WARNING FROM SPACE isn’t quite as full of surprises, but does switch genres in midstream, from invasion film to disaster movie. The starfish eyeball people from beyond infinity turn out to be warning mankind of a terrible threat, a comet (resembling a sun, in fact) on collision course with Earth. Cue lots of shots of screaming civilians evacuating Tokyo, apparently unaware that the surrounding countryside is still technically Earth. 


It’s all decent entertainment if you’re as mentally twelve as I am, although maybe the film could have actually gotten by with fewer ideas. I would have been quite happy to just watch the starfish guys wandering about Tokyo, trying to buy beer or chat up the locals. When you have aliens as delightful as this, plot just gets in the way. Instead, the alien leader transmogrifies herself into a celebrity lookalike, travels to Earth, is washed up in a lake, and is quickly suspected of being what she is — her tendency to leap six feet in the air while playing tennis, and to teleport through plate glass, as well as the fact that she’s the doppelganger of a famous cabaret performer, tending to promote suspicion.

Also, because of the period it was made in, the colour process and the settings irresistibly recall Ozu’s late work, although director Koji Shima throws in the odd Dutch tilt, which is surely enough to disbar him from the transcendental style lodge.

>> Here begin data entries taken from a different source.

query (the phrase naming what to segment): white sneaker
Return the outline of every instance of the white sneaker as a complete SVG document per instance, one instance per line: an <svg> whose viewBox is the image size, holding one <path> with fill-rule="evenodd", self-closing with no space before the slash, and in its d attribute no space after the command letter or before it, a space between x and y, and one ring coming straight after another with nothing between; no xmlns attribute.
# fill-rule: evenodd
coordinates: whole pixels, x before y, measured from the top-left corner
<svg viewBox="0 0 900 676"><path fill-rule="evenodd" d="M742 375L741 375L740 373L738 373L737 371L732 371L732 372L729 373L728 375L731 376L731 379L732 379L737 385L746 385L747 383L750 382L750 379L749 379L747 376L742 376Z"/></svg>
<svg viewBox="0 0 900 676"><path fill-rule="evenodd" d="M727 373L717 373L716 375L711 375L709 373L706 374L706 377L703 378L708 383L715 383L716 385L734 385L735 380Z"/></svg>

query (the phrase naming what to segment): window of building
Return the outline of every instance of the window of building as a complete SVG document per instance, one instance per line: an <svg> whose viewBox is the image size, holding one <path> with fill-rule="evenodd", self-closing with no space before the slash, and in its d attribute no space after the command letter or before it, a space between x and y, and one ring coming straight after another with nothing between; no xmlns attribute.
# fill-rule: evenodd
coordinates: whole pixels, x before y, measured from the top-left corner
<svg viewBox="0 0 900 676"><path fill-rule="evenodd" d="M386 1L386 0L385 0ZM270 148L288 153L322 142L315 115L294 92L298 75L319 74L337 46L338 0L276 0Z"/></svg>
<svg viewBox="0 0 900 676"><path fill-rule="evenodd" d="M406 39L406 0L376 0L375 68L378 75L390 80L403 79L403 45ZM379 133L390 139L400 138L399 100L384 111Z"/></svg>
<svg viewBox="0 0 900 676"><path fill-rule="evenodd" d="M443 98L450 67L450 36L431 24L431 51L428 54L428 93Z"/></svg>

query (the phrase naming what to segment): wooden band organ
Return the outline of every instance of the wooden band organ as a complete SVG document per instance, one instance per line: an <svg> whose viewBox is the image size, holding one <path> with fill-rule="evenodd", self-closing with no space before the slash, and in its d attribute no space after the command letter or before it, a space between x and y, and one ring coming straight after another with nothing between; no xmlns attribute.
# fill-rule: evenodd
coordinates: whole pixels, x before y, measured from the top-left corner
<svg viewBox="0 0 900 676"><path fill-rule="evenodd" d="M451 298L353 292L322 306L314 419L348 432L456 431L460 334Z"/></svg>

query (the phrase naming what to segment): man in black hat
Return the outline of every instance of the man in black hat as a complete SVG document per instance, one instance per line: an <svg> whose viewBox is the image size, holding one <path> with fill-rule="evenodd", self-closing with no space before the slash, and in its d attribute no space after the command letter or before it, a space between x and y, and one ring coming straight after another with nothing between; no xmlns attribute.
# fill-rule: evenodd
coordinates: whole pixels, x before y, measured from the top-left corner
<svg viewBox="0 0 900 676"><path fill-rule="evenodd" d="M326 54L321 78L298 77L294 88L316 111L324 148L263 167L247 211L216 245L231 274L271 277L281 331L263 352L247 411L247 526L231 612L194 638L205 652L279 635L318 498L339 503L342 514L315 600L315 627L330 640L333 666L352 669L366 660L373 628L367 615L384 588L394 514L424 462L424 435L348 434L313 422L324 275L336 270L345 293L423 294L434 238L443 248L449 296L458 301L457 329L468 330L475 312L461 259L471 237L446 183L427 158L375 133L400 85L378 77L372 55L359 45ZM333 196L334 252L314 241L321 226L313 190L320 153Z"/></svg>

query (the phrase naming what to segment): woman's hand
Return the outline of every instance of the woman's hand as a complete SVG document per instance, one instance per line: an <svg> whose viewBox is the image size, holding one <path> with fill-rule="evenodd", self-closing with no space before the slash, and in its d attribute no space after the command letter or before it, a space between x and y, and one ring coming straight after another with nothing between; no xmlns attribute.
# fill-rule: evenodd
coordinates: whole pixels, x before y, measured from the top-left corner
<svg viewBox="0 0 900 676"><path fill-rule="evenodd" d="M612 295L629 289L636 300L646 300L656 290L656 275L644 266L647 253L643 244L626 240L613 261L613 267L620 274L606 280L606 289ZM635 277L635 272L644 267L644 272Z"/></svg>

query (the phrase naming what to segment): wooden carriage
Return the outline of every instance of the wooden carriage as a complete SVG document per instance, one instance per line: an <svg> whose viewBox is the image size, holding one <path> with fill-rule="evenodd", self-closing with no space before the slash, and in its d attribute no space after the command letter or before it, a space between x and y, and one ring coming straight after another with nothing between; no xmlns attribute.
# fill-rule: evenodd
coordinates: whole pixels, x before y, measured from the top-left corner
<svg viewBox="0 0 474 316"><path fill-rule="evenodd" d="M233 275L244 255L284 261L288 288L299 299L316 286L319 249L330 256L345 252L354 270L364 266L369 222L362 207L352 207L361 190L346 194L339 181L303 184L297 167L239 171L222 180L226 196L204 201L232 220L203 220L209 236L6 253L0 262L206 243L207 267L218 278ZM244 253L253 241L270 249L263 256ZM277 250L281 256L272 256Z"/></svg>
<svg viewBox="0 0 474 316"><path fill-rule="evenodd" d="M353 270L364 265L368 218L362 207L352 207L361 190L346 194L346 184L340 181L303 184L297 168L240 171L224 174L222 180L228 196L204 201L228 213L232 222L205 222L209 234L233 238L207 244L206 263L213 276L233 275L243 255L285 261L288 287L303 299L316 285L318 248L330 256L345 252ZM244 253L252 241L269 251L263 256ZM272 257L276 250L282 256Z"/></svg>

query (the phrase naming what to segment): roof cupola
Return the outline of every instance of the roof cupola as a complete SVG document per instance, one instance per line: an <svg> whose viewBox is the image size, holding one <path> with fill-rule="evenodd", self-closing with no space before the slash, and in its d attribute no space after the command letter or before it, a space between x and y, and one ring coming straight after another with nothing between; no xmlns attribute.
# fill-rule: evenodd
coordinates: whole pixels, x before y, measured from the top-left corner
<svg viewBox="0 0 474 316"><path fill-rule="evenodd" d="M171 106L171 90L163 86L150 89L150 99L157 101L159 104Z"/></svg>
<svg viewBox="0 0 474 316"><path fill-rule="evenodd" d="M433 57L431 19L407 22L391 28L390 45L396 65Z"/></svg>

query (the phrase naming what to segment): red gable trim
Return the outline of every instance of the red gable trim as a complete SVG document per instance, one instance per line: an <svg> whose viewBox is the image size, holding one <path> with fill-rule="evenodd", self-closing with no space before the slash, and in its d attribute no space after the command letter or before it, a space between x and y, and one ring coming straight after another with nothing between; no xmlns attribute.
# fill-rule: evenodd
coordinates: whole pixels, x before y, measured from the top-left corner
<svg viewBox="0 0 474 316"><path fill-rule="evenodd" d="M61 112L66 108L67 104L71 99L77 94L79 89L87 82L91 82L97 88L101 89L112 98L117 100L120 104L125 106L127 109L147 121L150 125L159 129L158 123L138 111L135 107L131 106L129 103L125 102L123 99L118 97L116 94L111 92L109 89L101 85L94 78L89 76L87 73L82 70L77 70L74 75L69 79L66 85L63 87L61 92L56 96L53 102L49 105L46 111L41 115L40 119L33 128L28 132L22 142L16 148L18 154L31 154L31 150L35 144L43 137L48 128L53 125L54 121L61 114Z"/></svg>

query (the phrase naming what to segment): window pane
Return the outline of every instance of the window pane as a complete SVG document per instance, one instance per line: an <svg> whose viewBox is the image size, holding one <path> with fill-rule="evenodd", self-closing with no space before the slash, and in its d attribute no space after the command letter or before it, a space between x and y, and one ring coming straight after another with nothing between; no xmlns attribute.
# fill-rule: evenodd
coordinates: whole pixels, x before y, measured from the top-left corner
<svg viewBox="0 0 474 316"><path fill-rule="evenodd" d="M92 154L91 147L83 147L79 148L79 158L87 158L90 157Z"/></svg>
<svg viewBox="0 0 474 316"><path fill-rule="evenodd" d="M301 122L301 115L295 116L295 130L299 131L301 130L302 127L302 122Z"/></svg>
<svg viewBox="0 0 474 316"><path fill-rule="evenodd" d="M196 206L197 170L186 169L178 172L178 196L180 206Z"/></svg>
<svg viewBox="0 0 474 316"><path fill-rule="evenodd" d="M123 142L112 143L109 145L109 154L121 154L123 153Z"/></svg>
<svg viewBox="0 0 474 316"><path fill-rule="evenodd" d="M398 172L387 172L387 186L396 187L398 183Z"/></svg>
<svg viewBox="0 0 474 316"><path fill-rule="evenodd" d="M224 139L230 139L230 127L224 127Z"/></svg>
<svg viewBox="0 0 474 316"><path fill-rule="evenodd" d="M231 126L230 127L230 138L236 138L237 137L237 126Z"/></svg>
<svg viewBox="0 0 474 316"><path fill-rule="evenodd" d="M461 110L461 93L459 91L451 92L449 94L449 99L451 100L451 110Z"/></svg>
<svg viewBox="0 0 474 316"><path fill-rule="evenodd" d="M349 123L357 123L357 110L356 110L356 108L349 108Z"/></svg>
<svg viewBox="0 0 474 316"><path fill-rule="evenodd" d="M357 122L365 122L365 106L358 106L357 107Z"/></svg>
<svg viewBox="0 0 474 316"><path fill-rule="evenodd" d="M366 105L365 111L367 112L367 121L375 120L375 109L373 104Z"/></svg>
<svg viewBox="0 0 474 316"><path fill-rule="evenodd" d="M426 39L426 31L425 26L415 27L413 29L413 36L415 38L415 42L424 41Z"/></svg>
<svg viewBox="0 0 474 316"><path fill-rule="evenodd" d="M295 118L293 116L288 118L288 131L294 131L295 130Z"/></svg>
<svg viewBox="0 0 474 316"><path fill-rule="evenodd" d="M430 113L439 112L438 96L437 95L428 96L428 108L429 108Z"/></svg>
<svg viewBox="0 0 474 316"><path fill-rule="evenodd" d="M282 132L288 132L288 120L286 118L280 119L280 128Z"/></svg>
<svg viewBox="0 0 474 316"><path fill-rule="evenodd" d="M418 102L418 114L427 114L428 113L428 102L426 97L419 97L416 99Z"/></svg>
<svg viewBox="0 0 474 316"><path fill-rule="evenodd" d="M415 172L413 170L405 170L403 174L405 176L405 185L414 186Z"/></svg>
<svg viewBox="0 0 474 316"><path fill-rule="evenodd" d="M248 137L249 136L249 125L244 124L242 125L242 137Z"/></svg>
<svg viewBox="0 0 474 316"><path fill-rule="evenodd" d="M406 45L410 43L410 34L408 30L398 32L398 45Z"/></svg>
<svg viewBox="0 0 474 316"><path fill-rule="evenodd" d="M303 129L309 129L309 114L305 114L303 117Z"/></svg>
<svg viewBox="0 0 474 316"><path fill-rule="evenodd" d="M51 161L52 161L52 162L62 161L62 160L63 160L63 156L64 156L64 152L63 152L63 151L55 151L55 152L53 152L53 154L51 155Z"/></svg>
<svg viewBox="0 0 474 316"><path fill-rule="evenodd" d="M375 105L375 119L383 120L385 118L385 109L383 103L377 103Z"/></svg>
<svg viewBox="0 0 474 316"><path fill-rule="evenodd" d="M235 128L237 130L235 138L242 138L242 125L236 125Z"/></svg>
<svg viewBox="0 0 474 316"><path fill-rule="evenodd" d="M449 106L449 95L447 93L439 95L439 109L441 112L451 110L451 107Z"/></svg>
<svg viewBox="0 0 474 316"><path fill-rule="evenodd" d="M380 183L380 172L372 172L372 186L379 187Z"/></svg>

The film was pan-and-scanned, the colour was faded, and the dialogue was dubbed (English dub by Jay Cipes, who married Edgar Ulmer’s daughter Arianne — and I think that might be Arianne’s voice playing the alien leader). So arguably I haven’t actually seen this film at all. But if I’m about to mutate into Michael Gough I don’t suppose it matters.

vlcsnap-76398Snow-globe from beyond space.